Here is the slightly longer version: a settlement offer made in the first week is almost always made before you know the full extent of your injuries. Soft tissue injuries, disc problems, and concussions frequently don't declare their full severity for weeks or months.
Once you sign a release and accept that check, the claim is over — permanently. You cannot go back for more money if your back gets worse or your headaches turn out to be something more serious. The insurance company knows this. That's exactly why they're offering now.
If you receive a settlement offer this week, call an attorney before you respond. You don't have to hire anyone. Just get an honest evaluation of whether the offer reflects what your claim is actually worth.
After the First Week
If you've followed the steps above, you're in good shape. You have your accident report. You're treating consistently. You've started your claim journal. You've built your claim file. You've handled insurance contact carefully. And hopefully you've spoken with an attorney.
Phase 3 covers what comes next — the medical treatment phase, which is the foundation your entire settlement will be built on.
Understanding how treatment affects claim value, how long you should treat, and what insurance companies look for in your medical records is essential reading before you go much further.
→ Continue to Phase 3: Getting Medical Treatment
Frequently Asked Questions
1. The insurance adjuster keeps calling me. Do I have to call them back this week?
You are not legally required to give a recorded statement to the opposing driver's insurance company at any point. If they are calling persistently, you can simply tell them you are still treating for your injuries and will be in touch when you are ready. If you have an attorney, all contact goes through your attorney and the calls stop entirely. The adjuster's urgency is not your emergency — their goal is to close your claim quickly and cheaply, not to help you.
2. My car has already been repaired. Did I lose important evidence?
Not necessarily — but it's a good reminder of why documentation in the first week matters so much. Vehicle damage photos taken before repairs are your primary evidence of the force of impact. If your car was repaired before you photographed it, the repair estimate and insurance damage assessment still establish the extent of damage. Preserve every document related to the repair going forward.
3. I didn't go to the doctor on day one. Is my claim ruined?

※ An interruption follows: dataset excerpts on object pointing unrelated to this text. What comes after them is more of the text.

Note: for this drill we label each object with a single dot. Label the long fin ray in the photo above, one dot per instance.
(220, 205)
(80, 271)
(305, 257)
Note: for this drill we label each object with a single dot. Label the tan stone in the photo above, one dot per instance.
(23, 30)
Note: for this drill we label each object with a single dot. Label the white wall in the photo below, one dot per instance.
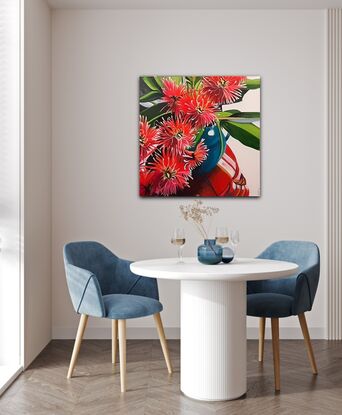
(10, 244)
(97, 58)
(37, 178)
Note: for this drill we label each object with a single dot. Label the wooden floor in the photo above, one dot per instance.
(43, 389)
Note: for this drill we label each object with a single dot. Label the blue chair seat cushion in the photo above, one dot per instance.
(124, 306)
(269, 305)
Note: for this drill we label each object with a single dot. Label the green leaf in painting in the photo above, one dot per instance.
(177, 79)
(193, 81)
(159, 81)
(151, 96)
(253, 83)
(151, 83)
(247, 134)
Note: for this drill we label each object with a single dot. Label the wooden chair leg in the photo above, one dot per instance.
(80, 331)
(114, 340)
(122, 351)
(307, 340)
(163, 341)
(262, 323)
(276, 353)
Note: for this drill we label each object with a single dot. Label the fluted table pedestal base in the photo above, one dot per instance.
(213, 339)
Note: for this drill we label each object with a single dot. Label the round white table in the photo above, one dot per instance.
(213, 320)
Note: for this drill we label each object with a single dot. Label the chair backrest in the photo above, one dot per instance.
(113, 273)
(304, 254)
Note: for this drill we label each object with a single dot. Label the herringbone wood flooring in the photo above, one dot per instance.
(95, 388)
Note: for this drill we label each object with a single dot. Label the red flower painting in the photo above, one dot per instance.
(193, 129)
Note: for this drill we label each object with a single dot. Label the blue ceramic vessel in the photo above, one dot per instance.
(209, 253)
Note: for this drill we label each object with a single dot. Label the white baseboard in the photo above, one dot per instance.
(174, 333)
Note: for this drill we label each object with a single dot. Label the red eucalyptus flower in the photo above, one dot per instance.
(223, 89)
(172, 94)
(196, 157)
(176, 134)
(148, 137)
(170, 173)
(198, 109)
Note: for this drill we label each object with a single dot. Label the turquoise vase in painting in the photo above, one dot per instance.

No — but don't wait any longer. A delay in seeking treatment gives the insurance company ammunition to argue your injuries weren't serious or weren't caused by the accident. The longer the gap, the harder it is to overcome. Go today. When you see the doctor, explain the accident and describe every symptom you've had since it happened, even the ones that seem minor. What gets documented now protects you later.
4. The other driver's insurance company is being very friendly and cooperative. Is that a good sign?

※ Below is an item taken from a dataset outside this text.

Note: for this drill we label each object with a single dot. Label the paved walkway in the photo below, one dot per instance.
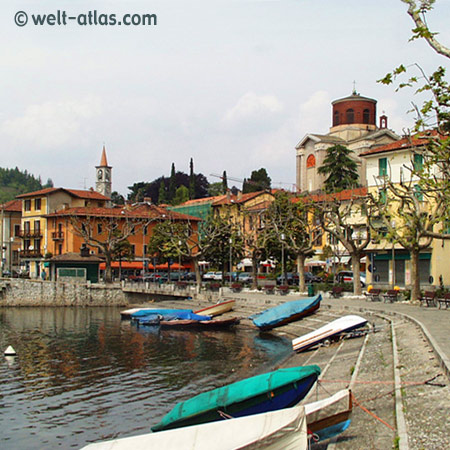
(434, 322)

Be cautious. A cooperative adjuster in the first week is often moving quickly toward an early settlement offer — before you know the full extent of your injuries and before you understand what your claim is worth. Friendliness is a tactic, not a guarantee of fairness. The adjuster represents their employer's financial interests, not yours. Get legal advice before accepting or signing anything.
5. What if I find errors in the police report?
Dispute them immediately and in writing. Contact the law enforcement agency that prepared the report — LAPD, the LA County Sheriff, or CHP depending on where your accident occurred — and request a correction or supplemental report. Errors in the narrative or sequence of events can affect your claim significantly if left uncorrected, and they won't fix themselves.
6. Should I post about my accident on social media to warn others?
Please don't — at least not while your claim is open. Insurance companies in Los Angeles routinely monitor claimant social media accounts. Even a well-intentioned warning post can contain details that the defense uses against you. The same goes for any posts showing physical activity or social outings. Set all accounts to private and post nothing accident-related until your claim is fully resolved.